劇中のコロンボの言動からも、犯人と人間として正面から向かひ合つてゐる樣子が傳はつてくる。コロンボが憎むのはあくまで殺人犯個人であり、金持ち全般や資本主義の「責任」をほのめかすことは決してない。むしろ犯人が企業家、藝術家、研究者などとして生みだす成果に素直に感歎するのである。
別冊宝島 『刑事コロンボ完全捜査記録』 (別冊宝島 (1330))
コロンボ自身、さうした人間觀を「死者のメッセージ」のスピーチの場面で次のやうに明確に述べてゐる。

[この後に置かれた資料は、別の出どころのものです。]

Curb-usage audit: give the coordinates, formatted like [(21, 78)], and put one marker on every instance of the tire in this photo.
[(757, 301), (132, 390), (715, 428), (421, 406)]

私は人間が大好きです。いままで出會つた殺人犯の何人かさへ好きになつたほどで、ときには好意を持ち、尊敬さへしました。やつたことにぢやあありません。殺しは惡いに決まつてゐます。しかし犯人の知性の豐かさや、ユーモア、人柄にです。だれにでもいいところはあるのです。ほんのちよつとでもね。

さうさう、最後にもう一つだけ。『コロンボ』の殺人犯は皆、惡事を働いてゐるといふ自覺がある。正義をおこなつてゐるつもりで何萬人もの他人を死地に追ひやる政治家などより人間としてはるかに救ひがあると、ミーゼスも言ふのではないだらうか。